Europe PP, PE outlook for 2025: Battle of margins amid supply surpluses and trade flow shifts
by Manolya Tufan - mtufan@chemorbis.com
by Esra Ersöz - eersoz@chemorbis.com 
Polyolefin markets began 2024 with a transportation crisis driven by Red Sea turmoil, fueling steep price gains in Q1. Prices then trended downward in subsequent quarters, with brief rebounds unable to match Q1 levels. Global overcapacity and weak demand were key factors, as producers tried to adjust output to protect margins, but with little success.
PP and PE markets end 2024 at year-to-date lows
Buying interest did not move in lockstep with typical seasonal patterns, as derivative sectors, ranging from automotive to construction, suffered significant setbacks.

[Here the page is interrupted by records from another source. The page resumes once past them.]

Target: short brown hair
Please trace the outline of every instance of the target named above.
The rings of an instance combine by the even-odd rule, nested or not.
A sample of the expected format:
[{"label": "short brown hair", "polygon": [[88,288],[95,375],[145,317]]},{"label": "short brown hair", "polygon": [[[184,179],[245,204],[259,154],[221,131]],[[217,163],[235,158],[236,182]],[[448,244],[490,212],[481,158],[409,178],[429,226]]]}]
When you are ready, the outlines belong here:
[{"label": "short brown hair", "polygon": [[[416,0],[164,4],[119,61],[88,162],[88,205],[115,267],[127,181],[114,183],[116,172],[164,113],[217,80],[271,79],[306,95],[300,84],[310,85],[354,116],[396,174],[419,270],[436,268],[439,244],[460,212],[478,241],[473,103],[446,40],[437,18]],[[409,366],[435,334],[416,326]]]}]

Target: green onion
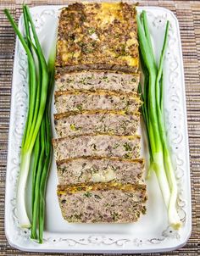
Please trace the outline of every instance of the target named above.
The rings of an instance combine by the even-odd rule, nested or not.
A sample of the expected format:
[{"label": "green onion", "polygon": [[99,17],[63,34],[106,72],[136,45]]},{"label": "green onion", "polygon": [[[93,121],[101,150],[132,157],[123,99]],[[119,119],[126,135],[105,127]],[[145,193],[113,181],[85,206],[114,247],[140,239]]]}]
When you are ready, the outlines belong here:
[{"label": "green onion", "polygon": [[[52,158],[51,99],[54,82],[55,42],[47,64],[26,5],[23,6],[25,38],[8,9],[4,10],[17,34],[28,60],[29,104],[21,146],[20,171],[17,187],[17,214],[21,227],[31,227],[25,207],[25,188],[31,170],[31,238],[42,242],[45,194]],[[33,40],[31,36],[33,36]],[[36,54],[33,55],[33,53]],[[48,100],[47,101],[47,98]],[[33,160],[31,161],[31,158]],[[31,162],[33,165],[31,166]]]},{"label": "green onion", "polygon": [[[149,145],[150,170],[156,173],[164,202],[168,210],[169,223],[175,229],[181,225],[176,209],[177,184],[166,137],[163,113],[163,64],[167,47],[169,22],[167,21],[158,68],[155,63],[147,19],[145,11],[137,16],[138,39],[144,86],[138,92],[144,102],[142,112],[146,124]],[[148,172],[149,176],[149,172]]]}]

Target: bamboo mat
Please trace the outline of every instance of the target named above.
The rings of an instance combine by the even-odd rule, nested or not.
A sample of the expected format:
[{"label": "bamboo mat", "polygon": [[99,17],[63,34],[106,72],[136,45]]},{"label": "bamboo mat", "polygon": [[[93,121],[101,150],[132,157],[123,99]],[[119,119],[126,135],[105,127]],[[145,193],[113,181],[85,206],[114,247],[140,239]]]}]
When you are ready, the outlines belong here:
[{"label": "bamboo mat", "polygon": [[[64,4],[67,1],[24,1],[30,6]],[[140,5],[163,6],[172,10],[180,22],[186,79],[192,198],[192,233],[186,245],[167,253],[151,255],[200,255],[200,1],[138,1]],[[18,20],[23,1],[0,0],[0,254],[29,253],[12,248],[4,234],[4,190],[7,142],[10,111],[12,70],[15,36],[3,10],[8,8]],[[80,254],[71,254],[80,255]],[[82,254],[83,255],[83,254]],[[86,254],[84,254],[86,255]],[[99,254],[100,255],[100,254]],[[108,254],[107,254],[108,255]],[[143,254],[147,255],[147,254]],[[150,255],[150,254],[148,254]]]}]

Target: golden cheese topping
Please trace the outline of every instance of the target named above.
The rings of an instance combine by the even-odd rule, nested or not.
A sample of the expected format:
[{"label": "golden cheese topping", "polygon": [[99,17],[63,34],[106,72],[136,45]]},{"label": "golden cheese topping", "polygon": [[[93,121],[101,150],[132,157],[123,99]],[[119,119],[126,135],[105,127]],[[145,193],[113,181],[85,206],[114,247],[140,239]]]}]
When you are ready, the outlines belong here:
[{"label": "golden cheese topping", "polygon": [[116,65],[138,70],[135,5],[74,3],[60,14],[56,65]]}]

Other segments faring a tad better also remained below average, buckling under lower consumer spending amid high inflation. This led to an accumulating resin stocks on the sellers’ side, which coincided with the year-end destocking activity, particularly from the US for PE, and pushed both products to their year-to-date lows by the year’s end. Companies remained cautious, keeping minimal stocks amid slow manufacturing and ample availability, barring restocking activities as a hedge for early Q1.
While the overarching fragility in supply and demand remains a persistent challenge, intermittent supply shocks have occasionally driven price increases. However, these surges failed to gain lasting traction, as they lacked the necessary support from underlying demand, and once supply normalized, the upward momentum quickly dissipated. It was a year similar to 2023 in this regard.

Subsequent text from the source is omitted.